Israel is the clear leader. In no country is vaccination against the coronavirus so comprehensive so quickly. More than a million citizens in the nine-million-inhabitant state have already received the first dose of the vaccine. This means that Israel has already vaccinated ten times as many people per capita as Great Britain, which is the fastest and most vaccinated in Europe.
From the beginning, both countries spared no expense or effort to get vaccines. Israel’s Prime Minister Benjamin Netanyahu has repeatedly called the major pharmaceutical companies personally – and according to his own account, he agreed to deliver eight million doses with Biontech-Pfizer and six million with Moderna.
It has also paid off for the vaccination companies. Israel is said to pay a higher price for the serum than other countries for fast, comprehensive delivery, according to media reports. In addition, manufacturers can speculate that the effects of a high vaccination rate will quickly become apparent in that country and that the willingness to vaccinate will increase in other countries as well.
According to surveys, vaccination skepticism is lower in the UK than in many other European countries. There, however, the government has changed its vaccination strategy due to the still high number of infections – most recently around 50,000 new infections per day. She now wants to wait three months instead of three weeks before giving the second dose in order to reach more people with the vaccinations.

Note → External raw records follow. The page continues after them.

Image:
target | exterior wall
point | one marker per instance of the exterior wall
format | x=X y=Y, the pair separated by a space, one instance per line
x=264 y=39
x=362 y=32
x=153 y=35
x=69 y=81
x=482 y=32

According to official information, the island has a lot of vaccines: On Monday, in addition to that from Biontech-Pfizer, the vaccine from Astrazeneca was also used for the first time – and Great Britain has secured 100 million doses of this alone, although it will of course take some time until these are delivered and can be administered.
Compared to Israel and Great Britain, the vaccination rate in the European Union appears to be much slower. And the differences across the community are great: while a quarter of a million people in Germany and more than 40,000 people in Denmark, which is much smaller, are vaccinated, in France there are just a few hundred people.
The -Netherlands, on the other hand, has not even started the campaign.
In Germany in particular, the debate is now taking place, fueled not least by the “ Bild” newspaper, as to whether there are enough vaccine doses and whether these are not being distributed too slowly. Health Minister Jens Spahn is therefore pushing for the vaccine to be made available more quickly. According to his concept, six instead of the previous five vaccine doses could be taken from Biontech’s bottles. That could “increase the number of available vaccine doses by up to 20 percent,” quoted the Reuters news agency from the paper. However, the EU Medicines Agency EMA would have to agree to this.
But it is precisely the EU procedure that is once again the focus of criticism. Has the EU Commission waited too long with the orders? Why didn’t she secure more vaccination doses from one manufacturer or another? Why is UK faster with approvals?
The -Commission has been increasingly confronted with these questions in recent days.
Praise to solidarity
The -answers, which she delivers via the short message service Twitter, among other things, are both a defense and praise of solidarity. On the one hand, she assures that the number of vaccines is sufficient. After all, she has ordered almost two billion cans from six manufacturers. Biontech-Pfizer has already received approval, and further deliveries are already being negotiated. Another approval is expected for the Moderna product in the next few days. But the funds would have to be produced and distributed one day, explains the commission.
Whether she could have secured more vaccine doses in the summer when the first contracts were initiated is difficult to answer in retrospect. At the time, it was not yet clear which company could deliver when. And the process for entering the market is also different from that in Great Britain. On the island, it was an emergency license that circumvented important liability issues.
On the other hand, the EU institution wanted to prevent member states from competing for the vaccine. Therefore, they urged joint action, both for procurement and for proportionate distribution, depending on the size of the population. Scenes from the spring should not be repeated when, for example, Germany annoyed other countries with a ban on the export of medical aids, which in some cases led to trucks getting stuck at border crossings.
Africa has to wait
In any case, other countries can only dream of vaccines that are available to Europeans. Around 40 percent of the comparatively cheap Astrazeneca substance is said to go to developing and emerging countries, which means that India, for example, can get its vaccination campaign going. Until now, however, African countries have clearly been left behind, and in many countries it is still impossible to foresee when vaccination can even begin.